Para países pequeños como Chile, cuyo modelo económico dedica casi un 60% de su PIB a las exportaciones, cualquier tipo de medida proteccionista resulta devastadora.
Poco a poco se ha ido formando una ola de proteccionismo, que pudiera provocar que se extienda y profundice la actual crisis. La primera señal provino del Congreso de EU, al aprobar una cláusula en el plan de estímulo económico por 787 mil millones de dólares del presidente Barack Obama, denominada Buy American (Compre estadounidense), que exige a las empresas utilizar acero y otras materias primas de procedencia nacional.
La industria automotriz estadounidense ha recibido más de 17 mil millones de dólares para que no siga perdiendo empleos, que pudieran llegar a dos millones y medio de desocupados, lo que también se pudiera interpretar como una acción proteccionista. Desde hace un año, el premier británico, Gordon Brown, ha impulsado la campaña “Empleos británicos, para trabajadores británicos”, para evitar la contratación de inmigrantes. El Gobierno ecuatoriano también decretó el lema: “Primero Ecuador”, elevando los aranceles a casi mil productos importados, incluyendo productos electrónicos, de transporte, materiales de construcción y alimentos.
Las actuales medidas proteccionistas se producen pese a los llamados hechos en noviembre por las cumbres de mandatarios del Foro de Cooperación Económica Asia Pacífico en Perú; y la del Grupo de 20 naciones más industrializadas o G-20, en Washington, las cuales instaron a promover la liberalización del comercio como un medio para detener la crisis.

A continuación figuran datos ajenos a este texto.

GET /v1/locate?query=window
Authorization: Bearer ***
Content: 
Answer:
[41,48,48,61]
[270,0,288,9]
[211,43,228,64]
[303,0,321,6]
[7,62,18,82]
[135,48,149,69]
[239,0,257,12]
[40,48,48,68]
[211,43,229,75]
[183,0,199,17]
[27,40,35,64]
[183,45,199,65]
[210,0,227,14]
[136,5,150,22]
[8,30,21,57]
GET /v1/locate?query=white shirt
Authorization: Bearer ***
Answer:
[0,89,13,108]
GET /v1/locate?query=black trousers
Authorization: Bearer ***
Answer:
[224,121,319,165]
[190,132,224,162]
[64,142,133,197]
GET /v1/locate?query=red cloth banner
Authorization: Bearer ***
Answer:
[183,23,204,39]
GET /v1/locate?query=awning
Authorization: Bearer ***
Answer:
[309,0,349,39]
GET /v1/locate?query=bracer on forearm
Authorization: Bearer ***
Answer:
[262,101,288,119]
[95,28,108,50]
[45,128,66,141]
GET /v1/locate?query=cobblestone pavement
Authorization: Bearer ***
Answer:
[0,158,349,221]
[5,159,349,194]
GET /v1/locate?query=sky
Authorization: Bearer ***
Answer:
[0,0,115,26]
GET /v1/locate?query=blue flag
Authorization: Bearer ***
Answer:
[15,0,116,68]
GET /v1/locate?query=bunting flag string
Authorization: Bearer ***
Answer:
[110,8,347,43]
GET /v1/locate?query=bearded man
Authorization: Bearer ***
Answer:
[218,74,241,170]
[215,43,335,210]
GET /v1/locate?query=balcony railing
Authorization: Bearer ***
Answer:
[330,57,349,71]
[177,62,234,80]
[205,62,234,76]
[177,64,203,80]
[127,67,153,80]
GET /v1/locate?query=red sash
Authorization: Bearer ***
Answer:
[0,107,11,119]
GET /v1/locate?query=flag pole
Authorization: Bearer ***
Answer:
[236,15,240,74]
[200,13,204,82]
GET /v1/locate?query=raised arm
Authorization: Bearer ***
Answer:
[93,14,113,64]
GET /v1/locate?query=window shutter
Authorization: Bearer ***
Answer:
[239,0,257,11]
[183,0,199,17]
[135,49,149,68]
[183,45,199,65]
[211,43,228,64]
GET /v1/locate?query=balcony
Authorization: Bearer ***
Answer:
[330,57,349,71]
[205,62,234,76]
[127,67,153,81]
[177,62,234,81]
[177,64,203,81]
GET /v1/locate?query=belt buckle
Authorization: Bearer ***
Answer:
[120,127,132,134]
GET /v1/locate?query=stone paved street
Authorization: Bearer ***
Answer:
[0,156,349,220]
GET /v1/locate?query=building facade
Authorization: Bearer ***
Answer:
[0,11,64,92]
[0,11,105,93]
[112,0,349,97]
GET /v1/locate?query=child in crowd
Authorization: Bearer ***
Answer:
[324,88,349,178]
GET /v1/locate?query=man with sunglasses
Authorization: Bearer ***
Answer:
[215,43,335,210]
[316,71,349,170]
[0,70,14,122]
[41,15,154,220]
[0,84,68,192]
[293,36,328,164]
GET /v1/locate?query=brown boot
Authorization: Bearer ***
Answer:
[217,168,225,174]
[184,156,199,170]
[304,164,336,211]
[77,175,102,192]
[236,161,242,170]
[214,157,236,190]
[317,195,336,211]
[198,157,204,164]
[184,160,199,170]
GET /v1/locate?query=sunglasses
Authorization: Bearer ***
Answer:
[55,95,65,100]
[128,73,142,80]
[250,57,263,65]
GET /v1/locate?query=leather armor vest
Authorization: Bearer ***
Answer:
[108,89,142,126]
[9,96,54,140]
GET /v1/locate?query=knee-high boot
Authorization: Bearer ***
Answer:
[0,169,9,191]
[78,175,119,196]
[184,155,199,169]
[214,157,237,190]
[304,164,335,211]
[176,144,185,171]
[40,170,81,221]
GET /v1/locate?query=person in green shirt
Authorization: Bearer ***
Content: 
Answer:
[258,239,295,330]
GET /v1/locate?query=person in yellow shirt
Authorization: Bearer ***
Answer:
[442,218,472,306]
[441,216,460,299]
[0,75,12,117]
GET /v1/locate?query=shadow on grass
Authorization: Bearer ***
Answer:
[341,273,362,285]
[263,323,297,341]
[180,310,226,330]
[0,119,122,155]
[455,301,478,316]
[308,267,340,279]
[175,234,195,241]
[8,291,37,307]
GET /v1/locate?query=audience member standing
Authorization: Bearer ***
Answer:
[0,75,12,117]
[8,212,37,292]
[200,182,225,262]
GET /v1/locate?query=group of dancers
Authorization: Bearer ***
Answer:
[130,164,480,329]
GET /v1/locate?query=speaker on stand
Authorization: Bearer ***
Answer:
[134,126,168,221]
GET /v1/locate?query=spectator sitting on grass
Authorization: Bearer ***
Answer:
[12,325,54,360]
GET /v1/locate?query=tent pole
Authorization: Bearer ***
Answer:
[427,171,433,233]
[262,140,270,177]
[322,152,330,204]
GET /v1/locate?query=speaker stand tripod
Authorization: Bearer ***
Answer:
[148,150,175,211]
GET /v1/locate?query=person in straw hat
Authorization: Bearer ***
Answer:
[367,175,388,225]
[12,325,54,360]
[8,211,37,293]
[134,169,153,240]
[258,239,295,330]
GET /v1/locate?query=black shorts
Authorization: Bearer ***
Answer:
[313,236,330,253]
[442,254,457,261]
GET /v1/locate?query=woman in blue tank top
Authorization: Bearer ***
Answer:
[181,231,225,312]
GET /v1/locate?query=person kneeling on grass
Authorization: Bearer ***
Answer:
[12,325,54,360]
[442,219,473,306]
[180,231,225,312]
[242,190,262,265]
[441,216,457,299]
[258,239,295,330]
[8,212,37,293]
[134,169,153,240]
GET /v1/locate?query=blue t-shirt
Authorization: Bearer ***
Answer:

Aún es muy pronto para predecir los efectos que esta ola proteccionista tendrá en la economía mundial. Pero ya en diciembre pasado el Banco Mundial calculaba que el comercio va a caer por primera vez en 27 años y retrocederá un 2.1% frente al crecimiento del 6% registrado en 2007. La próxima semana, se reúne de nuevo el G-20 en Londres, y allí se debatirá otra vez sobre la conclusión de la Ronda de Doha para el Desarrollo, que busca acordar reglas para el libre comercio en el mundo. Si los gobiernos siguen blindando sus economías, crecerá la incertidumbre ante la recuperación y se prolongará la debacle económica desatada en EU.